With the news Tuesday morning that Amazon will put one of its “HQ2” locations in Arlington, Crystal City–or “National Landing,” the name picked to encompass an Amazon realm that will reach some adjacent blocks in Pentagon City and Alexandria–has suddenly become one of the D.C. area’s most interesting neighborhoods.

That was very much not the case when I moved there with three friends in 1993. For a single guy in his early 20s, there was one word for the neighborhood then: Loserville.

Then as now, Crystal City was bisected by a partly-elevated highway, with superblocks filled by bland, boxy buildings on either side. But in 1993, most of these office and apartment structures couldn’t be bothered to engage the street: Aside from a few scattered exceptions, retail and dining establishments huddled in the Crystal City Underground.

My walk to Metro from our apartment on South 23rd Street–a hulking structure with concrete-comb balcony railings that evoked Communist Bloc architecture–either took me through those climate-controlled corridors or along sidewalks with immaculate landscaping but few human life forms, as you can see in pictures I took that summer.

(My Washington Post colleague Frank Ahrens later wrote a feature about Crystal City that ran under the headline “Habitrail For Humanity” and featured this wonderful line from Sen. John McCain, a resident then: “You can start to feel more like a mole than a human.”)

Shopping was not an issue, with a Safeway a short stroll into the Underground and other everyday retail spots not much further along. I had an easy Metro commute to the Post and other places in D.C., and we were close enough to National Airport that I once hiked home from it. But the only affordable nightlife-ish spot I remember on our side of U.S. 1 was a Hamburger Hamlet.

Crossing the other side of the road shamefully called “Jefferson Davis Highway” (and which marred our building’s mailing address) would get you to a short little strip of restaurants in older storefronts on South 23rd Street. But first you had to choose between a long wait for a crosswalk signal or holding your nose as you briskly strolled through a pedestrian tunnel that reeked of piss.

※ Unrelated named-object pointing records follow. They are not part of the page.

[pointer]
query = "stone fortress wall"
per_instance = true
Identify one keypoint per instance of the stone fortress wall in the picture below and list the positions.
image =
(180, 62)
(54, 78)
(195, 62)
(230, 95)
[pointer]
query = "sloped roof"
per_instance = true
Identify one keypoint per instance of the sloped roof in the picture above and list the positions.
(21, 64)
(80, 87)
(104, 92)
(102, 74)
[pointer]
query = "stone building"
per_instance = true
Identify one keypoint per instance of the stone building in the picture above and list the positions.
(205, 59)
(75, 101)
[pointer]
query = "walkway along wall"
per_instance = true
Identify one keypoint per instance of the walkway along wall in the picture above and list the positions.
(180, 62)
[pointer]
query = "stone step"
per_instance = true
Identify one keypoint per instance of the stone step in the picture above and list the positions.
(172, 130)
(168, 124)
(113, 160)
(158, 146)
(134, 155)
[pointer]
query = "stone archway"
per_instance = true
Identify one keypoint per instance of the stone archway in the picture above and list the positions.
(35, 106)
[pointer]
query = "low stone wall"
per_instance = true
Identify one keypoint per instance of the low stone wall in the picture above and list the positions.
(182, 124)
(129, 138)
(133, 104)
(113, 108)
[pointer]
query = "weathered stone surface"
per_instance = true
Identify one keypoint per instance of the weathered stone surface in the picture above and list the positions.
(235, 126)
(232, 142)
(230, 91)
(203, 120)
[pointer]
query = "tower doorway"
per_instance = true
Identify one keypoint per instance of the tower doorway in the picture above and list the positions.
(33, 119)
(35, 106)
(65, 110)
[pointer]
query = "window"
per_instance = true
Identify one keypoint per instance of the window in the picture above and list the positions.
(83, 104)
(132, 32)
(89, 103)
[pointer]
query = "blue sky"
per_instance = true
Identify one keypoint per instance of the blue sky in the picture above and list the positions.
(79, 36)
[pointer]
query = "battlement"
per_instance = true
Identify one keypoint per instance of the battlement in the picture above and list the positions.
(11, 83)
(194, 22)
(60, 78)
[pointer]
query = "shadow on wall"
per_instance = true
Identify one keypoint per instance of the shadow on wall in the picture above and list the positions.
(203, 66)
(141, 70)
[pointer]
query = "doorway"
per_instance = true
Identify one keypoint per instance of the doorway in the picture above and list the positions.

Meanwhile, all the cool kids lived in apartments or group homes in Adams-Morgan, Cleveland Park, Dupont, Georgetown or Woodley Park. Going to parties at their places–nobody ever headed in the other direction–meant dreading the question “where do you live?”

After 15 months, I was delighted to move to an apartment in Arlington’s Court House neighborhood and be able to walk to cheap, delicious Vietnamese food and some moderately-hipster bars.

Crystal City has grown less ugly in the 21st century. A series of redevelopments turned the west side of Crystal Drive into a great stretch of restaurants and bars, a few new and less-bland buildings have sprouted around the neighborhood, and the brownfield to the north that mainly served as an impound lot for towed cars has become the terrific Long Bridge Park. Even most Jefferson Davis Highway addresses are gone, now that Arlington decided in 2004 to reassign buildings street addresses that mapped to their front doors.

The people quoted in a Post piece Tuesday voicing complaints along the lines of Crystal City having “no nightlife” must not realize how bad things used to be.

Amazon’s arrival should make them better still, replacing more of those ’60s and ’70s-vintage hulks with taller, shinier structures. And unlike Amazon’s other HQ2 spot, NYC’s Long Island City neighborhood, Crystal City will also see serious infrastructure improvements: Current and future Metro stops will get new entrances, its Virginia Railway Express station will be expanded, the walk to National will take place on a pedestrian bridge, and the long-term vision involves turning U.S. 1 into a surface-level, human-scaled boulevard.

But Arlington’s plans don’t include another upgrade that’s out of the county’s hands until the General Assembly notices the current century: rechristening that highway so it’s no longer an exercise in Confederacy whitewashing. Click “Okay” already, Richmond.